In this case house calls refer to telephonic conversations with local people in villages for COVID-19 inspection, to check for symptoms and if they needed to be tested.
Gudiya, an ASHA worker in Banda tells us that they were called by authorities for briefings on how to manage quarantines in the village but were not given a mobile phone though it had become essential to the work of these centres during the pandemic. “They told me to manage on my own. I would use my husband or my son’s phone.”
“We have to send daily lists, send reports of any deliveries, and any and every kind of paperwork needs to be sent to our superiors using our phones. I borrow someone else’s phone. I have no other option, what can I do?” says  Maya Devi, an ASHA worker from Chitrakoot.
While some centres provided their employees with smartphones, even that process was not hassle-free. Renu Maurya says, “I pay for the phone from my own pocket. Now the data has become so expensive that I have to pay at least INR 200 (USD 2.66) for 28 days.”

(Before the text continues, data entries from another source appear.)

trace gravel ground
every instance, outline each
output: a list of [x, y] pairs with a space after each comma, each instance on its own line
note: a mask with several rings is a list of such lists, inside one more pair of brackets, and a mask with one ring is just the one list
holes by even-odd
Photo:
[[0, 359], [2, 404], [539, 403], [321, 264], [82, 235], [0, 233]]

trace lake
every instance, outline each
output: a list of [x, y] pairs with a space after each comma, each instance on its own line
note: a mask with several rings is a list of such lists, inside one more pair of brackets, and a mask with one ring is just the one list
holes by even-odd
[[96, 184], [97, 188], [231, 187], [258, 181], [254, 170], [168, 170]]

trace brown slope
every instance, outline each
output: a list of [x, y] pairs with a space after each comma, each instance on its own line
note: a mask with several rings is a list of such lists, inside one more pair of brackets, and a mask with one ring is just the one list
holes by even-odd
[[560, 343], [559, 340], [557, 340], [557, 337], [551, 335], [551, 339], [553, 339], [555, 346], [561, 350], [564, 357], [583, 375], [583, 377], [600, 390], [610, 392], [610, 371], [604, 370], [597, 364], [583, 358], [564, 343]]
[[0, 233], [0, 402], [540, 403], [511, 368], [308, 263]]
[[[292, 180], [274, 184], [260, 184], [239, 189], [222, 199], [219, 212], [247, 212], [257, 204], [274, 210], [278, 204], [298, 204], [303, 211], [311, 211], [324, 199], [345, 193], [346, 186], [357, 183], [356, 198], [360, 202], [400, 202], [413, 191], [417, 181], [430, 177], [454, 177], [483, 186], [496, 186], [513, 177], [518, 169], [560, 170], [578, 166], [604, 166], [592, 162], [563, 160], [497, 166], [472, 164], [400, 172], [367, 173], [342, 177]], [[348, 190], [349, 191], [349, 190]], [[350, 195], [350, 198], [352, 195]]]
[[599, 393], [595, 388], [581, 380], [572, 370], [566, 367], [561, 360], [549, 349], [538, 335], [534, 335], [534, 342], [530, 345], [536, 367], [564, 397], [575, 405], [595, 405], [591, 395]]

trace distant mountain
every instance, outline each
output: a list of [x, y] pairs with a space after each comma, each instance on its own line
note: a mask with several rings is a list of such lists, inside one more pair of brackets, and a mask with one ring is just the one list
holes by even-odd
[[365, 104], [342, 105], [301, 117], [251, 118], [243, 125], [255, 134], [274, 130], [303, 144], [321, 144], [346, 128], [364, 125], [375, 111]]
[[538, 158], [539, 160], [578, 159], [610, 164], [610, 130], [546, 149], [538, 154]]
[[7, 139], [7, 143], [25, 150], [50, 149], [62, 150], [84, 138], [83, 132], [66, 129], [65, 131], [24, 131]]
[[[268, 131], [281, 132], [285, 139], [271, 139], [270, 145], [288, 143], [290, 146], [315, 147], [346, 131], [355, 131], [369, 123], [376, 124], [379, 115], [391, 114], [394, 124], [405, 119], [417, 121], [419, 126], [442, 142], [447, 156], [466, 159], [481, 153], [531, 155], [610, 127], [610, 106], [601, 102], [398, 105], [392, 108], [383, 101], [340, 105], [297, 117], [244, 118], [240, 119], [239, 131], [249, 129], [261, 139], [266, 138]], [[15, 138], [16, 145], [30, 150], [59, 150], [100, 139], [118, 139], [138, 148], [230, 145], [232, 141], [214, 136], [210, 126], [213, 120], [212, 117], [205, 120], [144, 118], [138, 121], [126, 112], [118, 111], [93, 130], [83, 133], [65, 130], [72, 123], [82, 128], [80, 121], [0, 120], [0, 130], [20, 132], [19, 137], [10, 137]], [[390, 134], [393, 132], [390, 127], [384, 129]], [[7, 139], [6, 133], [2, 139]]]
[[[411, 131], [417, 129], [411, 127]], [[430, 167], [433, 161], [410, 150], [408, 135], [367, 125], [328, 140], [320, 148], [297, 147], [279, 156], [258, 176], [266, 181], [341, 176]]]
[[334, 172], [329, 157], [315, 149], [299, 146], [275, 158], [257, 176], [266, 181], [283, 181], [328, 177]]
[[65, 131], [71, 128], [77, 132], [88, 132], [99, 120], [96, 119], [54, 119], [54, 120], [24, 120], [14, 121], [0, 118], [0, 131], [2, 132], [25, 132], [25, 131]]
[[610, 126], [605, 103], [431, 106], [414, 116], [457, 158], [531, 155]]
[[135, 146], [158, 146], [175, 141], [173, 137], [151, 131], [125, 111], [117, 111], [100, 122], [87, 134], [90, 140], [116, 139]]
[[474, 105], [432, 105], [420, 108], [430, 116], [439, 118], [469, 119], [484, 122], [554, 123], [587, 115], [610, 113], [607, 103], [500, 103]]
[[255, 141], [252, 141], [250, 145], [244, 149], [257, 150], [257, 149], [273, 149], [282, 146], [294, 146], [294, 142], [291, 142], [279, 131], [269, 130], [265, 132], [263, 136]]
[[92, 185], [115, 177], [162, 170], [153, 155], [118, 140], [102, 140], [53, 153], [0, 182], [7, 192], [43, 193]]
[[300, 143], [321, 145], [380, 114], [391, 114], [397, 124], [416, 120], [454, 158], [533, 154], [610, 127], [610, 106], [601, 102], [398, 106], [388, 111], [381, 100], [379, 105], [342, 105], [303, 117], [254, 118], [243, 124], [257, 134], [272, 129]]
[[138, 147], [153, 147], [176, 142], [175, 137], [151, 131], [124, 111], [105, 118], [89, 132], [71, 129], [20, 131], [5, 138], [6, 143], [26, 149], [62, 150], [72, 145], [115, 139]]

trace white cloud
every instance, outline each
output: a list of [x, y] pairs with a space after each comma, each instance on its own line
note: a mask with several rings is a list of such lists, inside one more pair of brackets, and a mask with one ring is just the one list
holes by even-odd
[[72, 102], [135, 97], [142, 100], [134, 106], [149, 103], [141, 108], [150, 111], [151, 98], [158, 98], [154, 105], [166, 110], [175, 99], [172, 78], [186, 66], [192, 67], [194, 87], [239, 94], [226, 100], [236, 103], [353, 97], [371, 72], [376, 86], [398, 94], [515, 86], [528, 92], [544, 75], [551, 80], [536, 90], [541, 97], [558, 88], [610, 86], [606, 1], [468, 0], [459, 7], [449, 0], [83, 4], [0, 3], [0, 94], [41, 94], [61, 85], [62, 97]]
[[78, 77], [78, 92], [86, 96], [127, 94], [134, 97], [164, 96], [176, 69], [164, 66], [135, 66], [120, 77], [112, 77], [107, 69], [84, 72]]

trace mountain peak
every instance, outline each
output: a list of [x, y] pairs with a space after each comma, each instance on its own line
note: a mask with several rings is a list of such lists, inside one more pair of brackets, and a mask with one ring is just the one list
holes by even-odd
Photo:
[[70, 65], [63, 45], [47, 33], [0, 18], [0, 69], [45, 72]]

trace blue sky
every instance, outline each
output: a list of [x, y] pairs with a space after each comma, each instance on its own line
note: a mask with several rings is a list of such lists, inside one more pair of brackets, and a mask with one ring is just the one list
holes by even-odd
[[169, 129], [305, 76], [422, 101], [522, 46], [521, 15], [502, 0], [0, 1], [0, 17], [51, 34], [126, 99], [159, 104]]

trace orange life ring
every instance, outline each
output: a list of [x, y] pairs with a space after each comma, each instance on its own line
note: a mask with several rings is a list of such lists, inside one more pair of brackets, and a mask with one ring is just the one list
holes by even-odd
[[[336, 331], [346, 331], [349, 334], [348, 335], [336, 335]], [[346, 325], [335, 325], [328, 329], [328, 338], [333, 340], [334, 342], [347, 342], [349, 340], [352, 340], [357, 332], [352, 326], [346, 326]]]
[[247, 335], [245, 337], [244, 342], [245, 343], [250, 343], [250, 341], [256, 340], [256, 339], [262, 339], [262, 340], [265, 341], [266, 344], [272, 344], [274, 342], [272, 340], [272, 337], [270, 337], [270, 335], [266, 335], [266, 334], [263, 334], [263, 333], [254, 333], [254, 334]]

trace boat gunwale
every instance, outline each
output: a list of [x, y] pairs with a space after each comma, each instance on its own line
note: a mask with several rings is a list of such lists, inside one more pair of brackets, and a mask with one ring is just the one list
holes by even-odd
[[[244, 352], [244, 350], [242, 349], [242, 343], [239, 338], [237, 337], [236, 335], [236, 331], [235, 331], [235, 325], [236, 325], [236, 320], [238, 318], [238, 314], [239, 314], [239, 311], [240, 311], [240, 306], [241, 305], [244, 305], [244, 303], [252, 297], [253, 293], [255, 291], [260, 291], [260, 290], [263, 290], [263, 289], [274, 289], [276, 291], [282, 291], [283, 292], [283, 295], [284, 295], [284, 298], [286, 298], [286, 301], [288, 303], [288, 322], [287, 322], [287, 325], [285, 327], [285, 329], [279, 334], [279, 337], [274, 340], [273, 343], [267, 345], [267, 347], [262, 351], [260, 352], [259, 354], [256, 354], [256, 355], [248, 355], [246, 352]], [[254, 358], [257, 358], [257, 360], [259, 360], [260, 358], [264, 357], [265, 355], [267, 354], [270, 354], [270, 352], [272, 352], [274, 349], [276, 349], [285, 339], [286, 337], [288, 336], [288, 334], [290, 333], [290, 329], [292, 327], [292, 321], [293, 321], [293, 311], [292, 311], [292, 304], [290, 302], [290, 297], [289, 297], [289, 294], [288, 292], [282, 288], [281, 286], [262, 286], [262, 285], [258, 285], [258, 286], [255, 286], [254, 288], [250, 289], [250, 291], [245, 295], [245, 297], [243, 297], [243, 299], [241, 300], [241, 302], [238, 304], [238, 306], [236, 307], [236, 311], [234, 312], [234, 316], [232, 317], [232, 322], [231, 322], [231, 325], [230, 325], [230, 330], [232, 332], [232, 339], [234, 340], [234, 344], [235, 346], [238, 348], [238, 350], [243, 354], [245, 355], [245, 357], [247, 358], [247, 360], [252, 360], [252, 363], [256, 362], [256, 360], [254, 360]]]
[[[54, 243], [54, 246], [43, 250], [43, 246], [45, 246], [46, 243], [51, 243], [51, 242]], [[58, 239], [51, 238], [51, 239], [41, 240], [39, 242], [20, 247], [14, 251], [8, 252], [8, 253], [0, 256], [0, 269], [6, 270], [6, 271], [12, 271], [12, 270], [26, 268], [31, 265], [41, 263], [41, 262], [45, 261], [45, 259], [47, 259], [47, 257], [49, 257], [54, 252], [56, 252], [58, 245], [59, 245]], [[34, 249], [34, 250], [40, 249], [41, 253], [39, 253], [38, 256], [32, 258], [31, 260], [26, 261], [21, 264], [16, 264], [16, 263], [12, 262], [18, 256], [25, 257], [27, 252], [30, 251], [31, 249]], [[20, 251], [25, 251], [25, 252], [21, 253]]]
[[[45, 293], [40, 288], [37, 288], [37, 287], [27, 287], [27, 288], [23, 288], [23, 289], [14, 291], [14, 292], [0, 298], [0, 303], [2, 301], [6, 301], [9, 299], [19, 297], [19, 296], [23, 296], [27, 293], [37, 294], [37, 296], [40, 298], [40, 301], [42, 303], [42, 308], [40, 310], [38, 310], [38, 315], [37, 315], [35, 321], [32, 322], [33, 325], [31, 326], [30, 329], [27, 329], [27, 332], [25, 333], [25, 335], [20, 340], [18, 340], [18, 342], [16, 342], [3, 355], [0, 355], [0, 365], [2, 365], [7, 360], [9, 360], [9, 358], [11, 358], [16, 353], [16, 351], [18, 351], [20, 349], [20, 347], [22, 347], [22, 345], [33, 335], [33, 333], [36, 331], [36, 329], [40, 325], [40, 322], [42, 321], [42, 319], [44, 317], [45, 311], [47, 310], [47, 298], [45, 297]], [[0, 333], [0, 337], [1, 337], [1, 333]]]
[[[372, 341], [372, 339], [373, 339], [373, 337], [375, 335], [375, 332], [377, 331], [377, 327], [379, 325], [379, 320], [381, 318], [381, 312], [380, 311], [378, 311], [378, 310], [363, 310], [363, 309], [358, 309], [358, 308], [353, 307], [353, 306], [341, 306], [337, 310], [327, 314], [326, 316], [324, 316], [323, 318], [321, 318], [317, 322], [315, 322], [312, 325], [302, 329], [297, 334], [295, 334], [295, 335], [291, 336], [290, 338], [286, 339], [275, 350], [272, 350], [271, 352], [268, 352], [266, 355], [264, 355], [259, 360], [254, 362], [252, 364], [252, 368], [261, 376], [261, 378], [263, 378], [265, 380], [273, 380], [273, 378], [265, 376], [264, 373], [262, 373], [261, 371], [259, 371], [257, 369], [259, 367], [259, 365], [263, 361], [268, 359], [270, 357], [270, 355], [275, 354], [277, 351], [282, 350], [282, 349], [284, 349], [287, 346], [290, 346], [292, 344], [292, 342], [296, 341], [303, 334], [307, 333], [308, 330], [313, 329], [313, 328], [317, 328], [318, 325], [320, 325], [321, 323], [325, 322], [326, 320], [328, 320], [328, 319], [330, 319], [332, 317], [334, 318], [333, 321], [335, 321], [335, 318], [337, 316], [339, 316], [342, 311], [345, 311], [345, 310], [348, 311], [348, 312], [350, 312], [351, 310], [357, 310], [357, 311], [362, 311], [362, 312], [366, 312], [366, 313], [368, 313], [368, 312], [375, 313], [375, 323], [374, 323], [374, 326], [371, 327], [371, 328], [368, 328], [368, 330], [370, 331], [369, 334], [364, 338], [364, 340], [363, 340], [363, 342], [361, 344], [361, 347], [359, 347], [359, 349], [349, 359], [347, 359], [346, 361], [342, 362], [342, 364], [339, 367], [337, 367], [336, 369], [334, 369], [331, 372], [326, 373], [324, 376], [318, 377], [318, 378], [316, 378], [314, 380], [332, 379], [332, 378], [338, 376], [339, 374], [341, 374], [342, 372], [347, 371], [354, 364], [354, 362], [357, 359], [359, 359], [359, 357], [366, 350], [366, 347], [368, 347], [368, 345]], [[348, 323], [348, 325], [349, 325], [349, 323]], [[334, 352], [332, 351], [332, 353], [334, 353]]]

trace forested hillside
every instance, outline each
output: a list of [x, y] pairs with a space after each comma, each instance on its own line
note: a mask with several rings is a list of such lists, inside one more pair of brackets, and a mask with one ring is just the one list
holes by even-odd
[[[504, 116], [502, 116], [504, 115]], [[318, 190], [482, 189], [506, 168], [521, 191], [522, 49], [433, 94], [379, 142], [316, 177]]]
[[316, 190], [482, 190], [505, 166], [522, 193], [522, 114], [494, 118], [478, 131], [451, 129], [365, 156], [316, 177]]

Rukmini Devi, an Anganwadi worker, says : “For INR 5000 (USD 67) I can either buy a smartphone or feed my kids. There’s only so much I can do with INR 5000.”
Rukmini Devi’s choice between her children and a smartphone is not metaphorical: women are often forced to make the literal choice between diverting resources towards their own employment opportunities, or their families. Predictably, they are often forced to sacrifice their autonomy in favour of the household. This choice spells the end of any sort of financial independence for many women.
In several cases, these barriers to entry — albeit ‘digital’ — can mean the end of employment, education, and freedom  for the already alienated women of rural India. While hurtling towards an increasingly digitised present, it's critical that we do not lose sight of those for whom both the past and future appear precarious.